CHITWAN — Chitwan National Park (CNP) witnessed zero poaching of endangered one-horned rhinoceros in the fiscal year 2074/75. But the death of the rhinos by natural causes has increased recently, as the park has lost a total of 26 rhinos to various causes in this period.

26 rhinos died from various reasons including natural disaster in the period, according to the CNP information officer, Nurendra Aryal.

Four rhinos were killed in flood-related incidents with two caught in a marsh caused by the flooding while two were swept away by flood waters, he informed.

Fighting, delivery complications (in case of some female rhinos) and aging are other reasons behind the deaths of a noticeable number of this endangered wildlife last fiscal year. Three female rhinos succumbed to child delivery complications in this period. They died after failing to give birth to their babies.

The park however has recorded no case of rhino poaching since April 8, 2017.However, the number of rhino deaths due to other reasons was slightly up in the year compared to the previous year, according to the CNP Information Officer Aryal.

This figure is followed by 25 and 15 rhino deaths in previous two fiscal years respectively.

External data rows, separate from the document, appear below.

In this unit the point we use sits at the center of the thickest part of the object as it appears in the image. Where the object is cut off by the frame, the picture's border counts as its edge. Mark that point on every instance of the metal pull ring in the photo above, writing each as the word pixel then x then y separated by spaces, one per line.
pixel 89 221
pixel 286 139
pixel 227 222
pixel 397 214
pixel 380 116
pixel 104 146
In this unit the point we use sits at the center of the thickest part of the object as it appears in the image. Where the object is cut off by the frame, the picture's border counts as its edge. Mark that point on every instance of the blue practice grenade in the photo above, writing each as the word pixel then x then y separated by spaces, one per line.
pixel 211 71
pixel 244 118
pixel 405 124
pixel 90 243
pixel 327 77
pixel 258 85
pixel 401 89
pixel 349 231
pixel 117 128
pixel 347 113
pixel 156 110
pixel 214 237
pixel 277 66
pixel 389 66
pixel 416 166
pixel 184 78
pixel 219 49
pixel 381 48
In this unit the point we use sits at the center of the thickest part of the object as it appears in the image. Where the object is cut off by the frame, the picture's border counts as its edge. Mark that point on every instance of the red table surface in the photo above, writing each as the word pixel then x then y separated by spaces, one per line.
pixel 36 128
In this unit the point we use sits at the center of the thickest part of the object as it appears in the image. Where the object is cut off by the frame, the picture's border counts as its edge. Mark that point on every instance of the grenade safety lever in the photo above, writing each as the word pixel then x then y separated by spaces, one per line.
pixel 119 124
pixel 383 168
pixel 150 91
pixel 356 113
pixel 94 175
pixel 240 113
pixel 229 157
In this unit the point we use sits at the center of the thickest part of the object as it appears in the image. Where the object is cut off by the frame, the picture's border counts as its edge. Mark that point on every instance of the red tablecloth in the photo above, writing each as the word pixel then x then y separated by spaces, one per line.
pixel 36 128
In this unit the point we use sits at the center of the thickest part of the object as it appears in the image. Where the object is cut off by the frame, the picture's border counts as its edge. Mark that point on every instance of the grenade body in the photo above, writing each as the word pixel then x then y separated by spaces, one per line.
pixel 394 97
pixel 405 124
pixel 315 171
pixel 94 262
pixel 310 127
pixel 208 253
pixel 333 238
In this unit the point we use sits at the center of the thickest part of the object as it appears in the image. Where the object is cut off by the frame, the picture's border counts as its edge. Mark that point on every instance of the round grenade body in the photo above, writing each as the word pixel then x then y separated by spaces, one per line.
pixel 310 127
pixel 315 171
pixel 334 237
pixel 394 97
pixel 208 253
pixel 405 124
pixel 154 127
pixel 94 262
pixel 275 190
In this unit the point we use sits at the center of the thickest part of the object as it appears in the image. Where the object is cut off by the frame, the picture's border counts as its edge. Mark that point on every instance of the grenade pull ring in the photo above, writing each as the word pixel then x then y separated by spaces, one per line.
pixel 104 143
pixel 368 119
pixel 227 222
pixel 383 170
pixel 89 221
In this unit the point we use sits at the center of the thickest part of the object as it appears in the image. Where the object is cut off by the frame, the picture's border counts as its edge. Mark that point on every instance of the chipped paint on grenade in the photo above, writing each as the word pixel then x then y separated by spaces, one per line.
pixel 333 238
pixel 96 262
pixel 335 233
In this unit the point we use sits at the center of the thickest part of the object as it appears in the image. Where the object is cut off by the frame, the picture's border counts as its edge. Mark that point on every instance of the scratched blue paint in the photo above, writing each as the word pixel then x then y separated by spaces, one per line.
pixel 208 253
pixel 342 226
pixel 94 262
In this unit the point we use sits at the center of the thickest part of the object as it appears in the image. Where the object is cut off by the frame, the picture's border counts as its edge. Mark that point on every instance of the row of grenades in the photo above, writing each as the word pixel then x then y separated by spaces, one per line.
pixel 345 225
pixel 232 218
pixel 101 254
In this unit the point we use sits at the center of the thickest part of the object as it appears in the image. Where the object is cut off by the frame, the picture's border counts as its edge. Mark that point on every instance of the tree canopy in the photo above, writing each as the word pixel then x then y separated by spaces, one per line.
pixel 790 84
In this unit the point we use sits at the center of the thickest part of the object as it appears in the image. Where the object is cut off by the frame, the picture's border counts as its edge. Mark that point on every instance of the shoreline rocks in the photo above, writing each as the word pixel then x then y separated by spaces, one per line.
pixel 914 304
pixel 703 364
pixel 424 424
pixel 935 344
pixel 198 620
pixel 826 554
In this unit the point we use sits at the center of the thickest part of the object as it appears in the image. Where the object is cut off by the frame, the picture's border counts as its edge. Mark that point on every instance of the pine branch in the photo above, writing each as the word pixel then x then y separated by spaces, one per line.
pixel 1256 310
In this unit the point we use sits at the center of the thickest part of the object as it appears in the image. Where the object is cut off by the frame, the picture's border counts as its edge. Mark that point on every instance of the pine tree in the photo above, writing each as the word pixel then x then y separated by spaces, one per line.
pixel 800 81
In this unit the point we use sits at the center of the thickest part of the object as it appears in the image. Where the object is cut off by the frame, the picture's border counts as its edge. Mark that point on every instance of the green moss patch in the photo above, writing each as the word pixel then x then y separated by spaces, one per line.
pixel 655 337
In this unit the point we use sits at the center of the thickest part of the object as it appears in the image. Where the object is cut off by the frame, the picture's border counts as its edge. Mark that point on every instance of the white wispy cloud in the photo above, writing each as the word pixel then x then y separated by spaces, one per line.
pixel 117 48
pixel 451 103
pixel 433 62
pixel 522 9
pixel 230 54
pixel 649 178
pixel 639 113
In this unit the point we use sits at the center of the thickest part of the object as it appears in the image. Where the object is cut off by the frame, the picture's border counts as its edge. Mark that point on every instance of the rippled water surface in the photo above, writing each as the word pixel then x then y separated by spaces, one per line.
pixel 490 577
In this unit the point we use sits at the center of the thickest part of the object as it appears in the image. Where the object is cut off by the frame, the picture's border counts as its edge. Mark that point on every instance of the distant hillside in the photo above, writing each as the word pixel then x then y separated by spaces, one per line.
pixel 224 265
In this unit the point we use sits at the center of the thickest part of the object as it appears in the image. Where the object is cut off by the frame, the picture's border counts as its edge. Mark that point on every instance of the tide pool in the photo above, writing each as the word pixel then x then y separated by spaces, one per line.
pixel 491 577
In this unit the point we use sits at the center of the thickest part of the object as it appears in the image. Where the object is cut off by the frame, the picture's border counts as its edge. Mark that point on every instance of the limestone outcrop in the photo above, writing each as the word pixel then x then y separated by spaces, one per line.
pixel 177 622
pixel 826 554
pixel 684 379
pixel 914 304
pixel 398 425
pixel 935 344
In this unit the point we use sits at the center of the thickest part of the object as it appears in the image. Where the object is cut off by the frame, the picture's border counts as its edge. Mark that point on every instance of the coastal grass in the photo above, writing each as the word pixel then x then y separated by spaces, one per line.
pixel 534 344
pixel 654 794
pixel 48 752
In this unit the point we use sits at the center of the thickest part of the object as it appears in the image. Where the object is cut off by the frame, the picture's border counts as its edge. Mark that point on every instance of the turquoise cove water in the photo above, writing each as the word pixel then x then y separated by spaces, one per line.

The natural causes led to the death of 24 rhinos in the fiscal year 2073/74 and 15 in 2072/73.

The need of a study was felt to seek potential ways for minimising the death risk among rhinos with their death toll increasing every year, CNP chief conservation officer, Bed Kumar Dhakal said. A squad from the Department of National Parks and Wildlife Conservation has already begun a study to this end.

The CNP latest details mentioned about 605 rhinos here.